There are pros and cons to Measure G, including the possibility of electing one or two more supervisors who might be more independent of the LA County Federation of Labor controlled county political machine. And an elected County CEO might draw more public and media attention to the functioning of county government, with all its sprawling responsibilities and bureaucratic dysfunction. On the other hand, an elected CEO would be an incredibly powerful position, which might overshadow the Board of Supervisors, concentrating political power to an even greater degree, rather than democratizing it.

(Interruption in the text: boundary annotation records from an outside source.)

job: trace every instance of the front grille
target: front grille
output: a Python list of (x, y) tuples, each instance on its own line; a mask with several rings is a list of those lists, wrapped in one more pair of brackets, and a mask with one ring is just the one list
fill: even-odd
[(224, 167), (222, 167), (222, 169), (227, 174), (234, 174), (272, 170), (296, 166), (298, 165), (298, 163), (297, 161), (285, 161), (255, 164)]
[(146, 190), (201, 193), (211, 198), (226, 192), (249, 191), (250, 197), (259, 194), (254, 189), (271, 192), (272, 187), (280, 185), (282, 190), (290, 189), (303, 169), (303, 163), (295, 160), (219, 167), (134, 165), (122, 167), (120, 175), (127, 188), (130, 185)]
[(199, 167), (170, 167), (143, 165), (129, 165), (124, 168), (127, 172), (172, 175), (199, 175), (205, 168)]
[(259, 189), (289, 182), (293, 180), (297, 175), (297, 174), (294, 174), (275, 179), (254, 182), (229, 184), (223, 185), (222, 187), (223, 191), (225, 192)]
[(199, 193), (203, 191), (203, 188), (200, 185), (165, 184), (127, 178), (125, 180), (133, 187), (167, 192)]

We say YES on California Prop. 36.
We all know that property crime, especially retail smash and grabs, are out of control due to Prop. 47 (2014) making theft under $950 a misdemeanor. Prop. 36 is polling with overwhelming public support for obvious reasons, despite passive opposition from Gov. Gavin Newsom. Restoring felony status for property theft crimes is essential for bringing back order to heavily impacted localities like Long Beach.
Relatedly, we ENDORSE Nathan Hochman for Los Angeles County District Attorney.
Prop. 36 reforms the disastrous Prop. 47, which was co-authored by the current LA County District Attorney, George Gascón. For over a decade, he has been part of the movement to tie the hands of local prosecutors rather than addressing the root causes of crime. Gascón’s own prosecutors, along with families of crime victims, have been up in arms that they aren’t being allowed to do their jobs.
Plus, the Public Integrity Division within the DA’s office—supposedly the cop on the block to prevent corruption in local government and among local elected officials—has seemingly been effectively decommissioned. Gascón took personal control over the unit, and you never hear of any prosecutions of elected officials by the DA’s office (not that we have seen any action out of that unit since the days of DA Steve Cooley, when he famously prosecuted the City of Bell officials). All the prosecutions in LA in recent years (three City Council members and Supervisor Ridley-Thomas) have been by the feds, the FBI investigating and the US Attorney’s Office, not the DA. Gascón is a Long Beach resident (Naples) and chummy with local politicos, like former Long Beach police chief, LA County Sheriff Robert Luna.
Hochman, when personally questioned by LBRC’s executive director, emphasized the importance of the Public Integrity unit and pointed to his experience leading the LA City Ethics Commission. He has made reversing the extreme non-prosecution policies of Gascón his centerpiece and vows to be a moderate, even-handed crime fighter, who would value fairness for the accused without condoning lawlessness.
We say NO on California Prop. 33.
Prop. 33 is yet another attempt to unbalance the housing market by opening the door to potentially extreme versions of local rent control, a demagogic ploy for the votes of renters who would be its main victims in the long run. In particular, Prop. 33 would allow for vacancy decontrol, meaning a city could pass an ordinance permanently converting units to non-market rate, even when the tenant moves out. This would completely destroy the mom & pop housing provider industry, which provides the vast majority of the most affordable housing locally. Rather than leading to lower rents, it would lead to many units being removed from the housing market entirely and greatly increasing the cost of rental housing, whatever is left of it.
To prevent future dangerous measures like Prop. 33, we say YES on California Prop. 34.
Prop. 34 would end the loophole allowing the sponsor of Prop. 33 to abuse its nonprofit status, continually pumping millions of dollars into trying to pass state propositions election cycle after election cycle.
Ian Patton is the Executive Director of the Long Beach Reform Coalition and has been a resident of Long Beach for way too long.